At a minimum, we would expect the following to be included in any future refinement of the rule. First, we expect the revised rule to define the nature of the construction activities that are restricted to include anything that requires tree clearing or ground clearing on any land that is not under the voluntary control of the project sponsor, but would not include use of commercial properties currently disturbed or activities on property owned in fee by the applicant. The prohibition would certainly extend for the first 30 days following the issuance of the certificate, and if a rehearing request is filed by anyone other than the applicant and those in favor of construction starting, such as the shippers on the project, then the prohibition would continue until FERC issues the notice 30 days after the rehearing request ends. If the notice indicates that FERC intends to revise its initial decision, we would expect the prohibition to continue until that order is entered or FERC indicates that it has changed its mind and will not be revising the original order.

Possible Areas for Expanding the Order and How That May Impact the Certificate Policy Statement

In a rehearing order issued earlier this week with regard to Mountain Valley Pipeline, Chairman Glick and Commissioner Clements dissented on the grounds that FERC should not be in the business of “piecemeal” approvals of activities and that all construction should be barred until all permits for the entire project are obtained and in force. This position is similar to ones taken in some of the comments filed in this proceeding, which urges the Commission to either stop issuing conditional certificates entirely or to prohibit construction until all other required permits are obtained.

Whether the two Democrats can persuade one of the Republicans to join them on this issue is an open question. Commissioner Danly certainly would not, but Commissioner Chatterjee may be persuaded if the limit applied only to properties involved in an eminent domain proceeding. It appears that Commissioner Chatterjee’s main concern is with the impact on such landowners and he may be persuaded to broaden the prohibition to include all activities on land subject to eminent domain until all permits for the entire project are obtained and the time for rehearing has passed.

The other variation of this theme is that many of the opponents to projects have suggested that FERC issue a stay of the certificate until all rehearing requests have received a merits decision. While the industry has argued a blanket stay request in a rule would not be legal, we could certainly see the Commission indicating that it would entertain stay requests of the certificate to prohibit eminent domain from proceeding while the rehearing requests are adjudicated. Again, given Commissioner Chatterjee’s concern for landowners, he may be persuaded to join such a statement.

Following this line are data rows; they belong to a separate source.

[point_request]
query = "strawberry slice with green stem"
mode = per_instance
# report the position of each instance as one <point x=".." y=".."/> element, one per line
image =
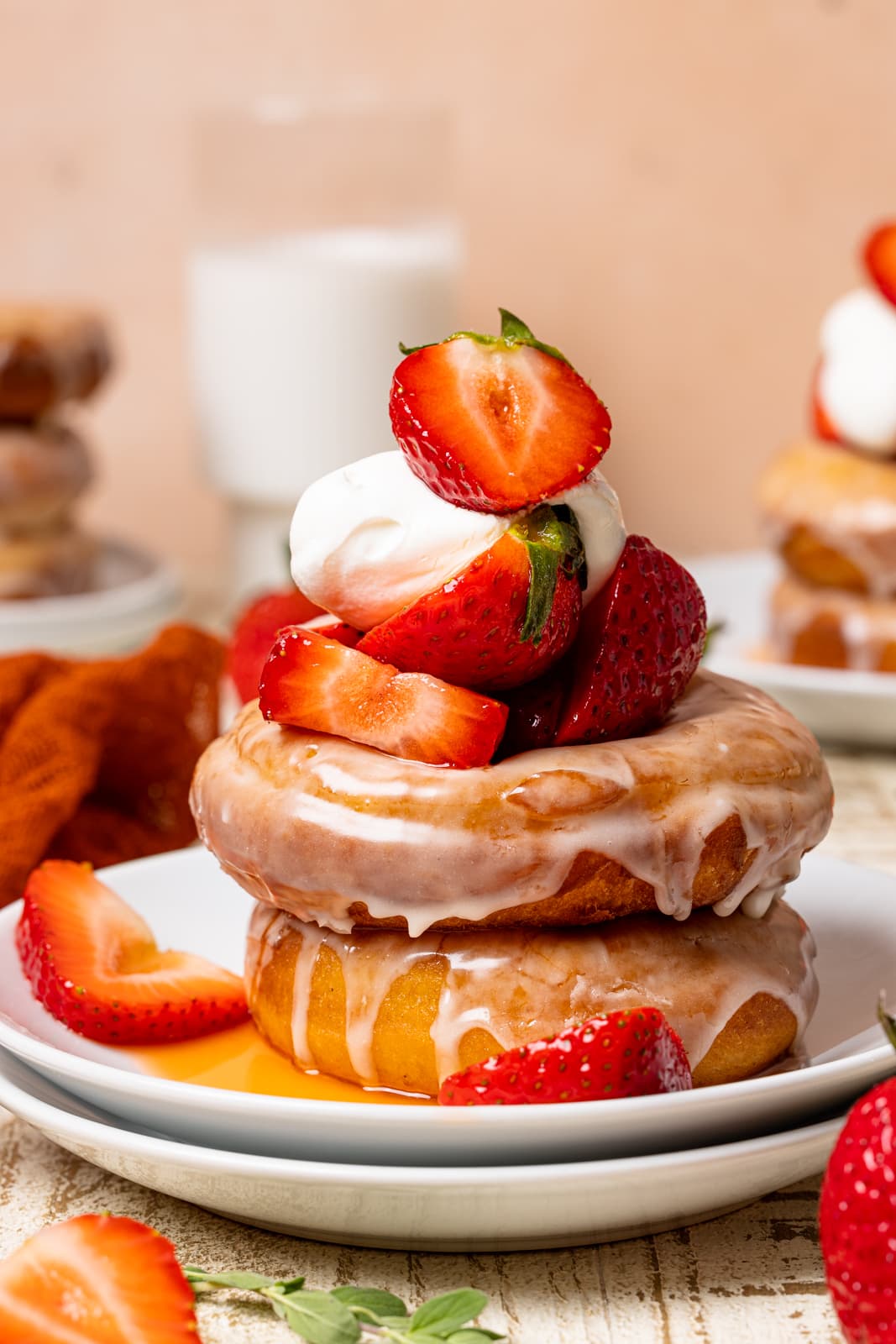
<point x="315" y="683"/>
<point x="93" y="963"/>
<point x="496" y="423"/>
<point x="629" y="1053"/>
<point x="503" y="620"/>
<point x="96" y="1280"/>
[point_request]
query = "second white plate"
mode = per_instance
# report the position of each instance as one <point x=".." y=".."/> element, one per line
<point x="472" y="1209"/>
<point x="191" y="905"/>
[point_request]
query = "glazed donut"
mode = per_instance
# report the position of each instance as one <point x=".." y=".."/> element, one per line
<point x="391" y="1011"/>
<point x="43" y="468"/>
<point x="46" y="564"/>
<point x="49" y="354"/>
<point x="832" y="514"/>
<point x="825" y="628"/>
<point x="714" y="808"/>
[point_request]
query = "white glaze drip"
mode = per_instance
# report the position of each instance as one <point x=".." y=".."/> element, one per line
<point x="520" y="985"/>
<point x="315" y="824"/>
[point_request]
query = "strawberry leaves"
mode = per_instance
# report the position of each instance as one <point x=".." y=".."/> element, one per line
<point x="513" y="333"/>
<point x="355" y="1315"/>
<point x="553" y="544"/>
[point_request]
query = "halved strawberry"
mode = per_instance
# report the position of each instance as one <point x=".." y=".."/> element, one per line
<point x="96" y="1280"/>
<point x="255" y="631"/>
<point x="93" y="963"/>
<point x="496" y="423"/>
<point x="638" y="645"/>
<point x="879" y="255"/>
<point x="503" y="620"/>
<point x="629" y="1053"/>
<point x="315" y="683"/>
<point x="821" y="421"/>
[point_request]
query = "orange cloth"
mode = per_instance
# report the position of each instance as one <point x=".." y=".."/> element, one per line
<point x="96" y="759"/>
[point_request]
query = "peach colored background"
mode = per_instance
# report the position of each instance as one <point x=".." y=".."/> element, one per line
<point x="669" y="190"/>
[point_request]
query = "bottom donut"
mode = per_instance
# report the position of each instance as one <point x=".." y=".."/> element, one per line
<point x="391" y="1011"/>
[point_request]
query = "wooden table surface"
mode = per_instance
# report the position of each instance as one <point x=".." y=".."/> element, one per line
<point x="755" y="1274"/>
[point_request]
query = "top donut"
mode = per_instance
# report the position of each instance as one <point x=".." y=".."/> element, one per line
<point x="49" y="355"/>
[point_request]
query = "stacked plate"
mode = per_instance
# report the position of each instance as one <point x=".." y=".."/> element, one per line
<point x="443" y="1179"/>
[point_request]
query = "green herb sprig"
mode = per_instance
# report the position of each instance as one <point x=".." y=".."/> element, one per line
<point x="354" y="1315"/>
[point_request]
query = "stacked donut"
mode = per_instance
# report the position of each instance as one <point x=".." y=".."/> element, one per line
<point x="490" y="796"/>
<point x="829" y="503"/>
<point x="47" y="356"/>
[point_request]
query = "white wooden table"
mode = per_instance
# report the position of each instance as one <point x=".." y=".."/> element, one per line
<point x="755" y="1274"/>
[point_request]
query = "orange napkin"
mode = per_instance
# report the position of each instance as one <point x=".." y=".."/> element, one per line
<point x="96" y="759"/>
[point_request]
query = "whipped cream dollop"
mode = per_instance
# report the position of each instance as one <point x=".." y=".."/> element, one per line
<point x="857" y="376"/>
<point x="371" y="538"/>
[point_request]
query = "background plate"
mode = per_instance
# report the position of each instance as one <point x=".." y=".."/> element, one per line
<point x="190" y="904"/>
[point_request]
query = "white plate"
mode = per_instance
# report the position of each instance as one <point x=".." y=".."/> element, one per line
<point x="192" y="905"/>
<point x="134" y="595"/>
<point x="836" y="703"/>
<point x="473" y="1209"/>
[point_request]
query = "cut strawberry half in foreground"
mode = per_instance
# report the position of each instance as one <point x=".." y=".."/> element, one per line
<point x="96" y="1280"/>
<point x="315" y="683"/>
<point x="631" y="1053"/>
<point x="93" y="963"/>
<point x="880" y="259"/>
<point x="496" y="423"/>
<point x="255" y="631"/>
<point x="640" y="643"/>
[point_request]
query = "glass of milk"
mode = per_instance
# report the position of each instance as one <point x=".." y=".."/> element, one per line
<point x="322" y="239"/>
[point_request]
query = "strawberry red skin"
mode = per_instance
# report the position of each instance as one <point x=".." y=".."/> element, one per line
<point x="496" y="429"/>
<point x="255" y="631"/>
<point x="629" y="1053"/>
<point x="821" y="423"/>
<point x="315" y="683"/>
<point x="53" y="941"/>
<point x="857" y="1220"/>
<point x="96" y="1278"/>
<point x="469" y="631"/>
<point x="640" y="643"/>
<point x="879" y="255"/>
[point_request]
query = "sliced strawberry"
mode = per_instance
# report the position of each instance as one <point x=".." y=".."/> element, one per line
<point x="879" y="255"/>
<point x="631" y="1053"/>
<point x="496" y="423"/>
<point x="638" y="645"/>
<point x="533" y="712"/>
<point x="93" y="963"/>
<point x="503" y="620"/>
<point x="255" y="631"/>
<point x="318" y="685"/>
<point x="96" y="1280"/>
<point x="821" y="421"/>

The final concern that arises from the comments filed in this proceeding is that the industry has made persuasive arguments that it would be illegal for the Commission to stay construction while other permits are obtained, or to stay the FERC certificate while the rehearing process is completed. These arguments, however, may lead Chairman Glick to an even worse position in that he simply may choose to no longer vote on a project’s certificate until it has received all required permits to begin construction. Certainly, since he has taken over the chairmanship, there have been no expansion projects that have received a vote, even though many of them would appear to be ready for such a vote.



As seen above, there are a number of expansion projects that have completed their environmental review but have yet to receive a vote. Even simple projects with little opposition, like WBI Energy Transmission’s Bakken Expansion Project, which recently filed a letter asking FERC to rule on its application, have not yet been voted on. It is hard to see how the industry would fight such a tactic because, as one opposition commenter noted, there simply is no time deadline for a FERC certificate. WBI asked for a decision by the date of April’s open meeting, and if it does not get a vote at that meeting, it could be a very troubling sign.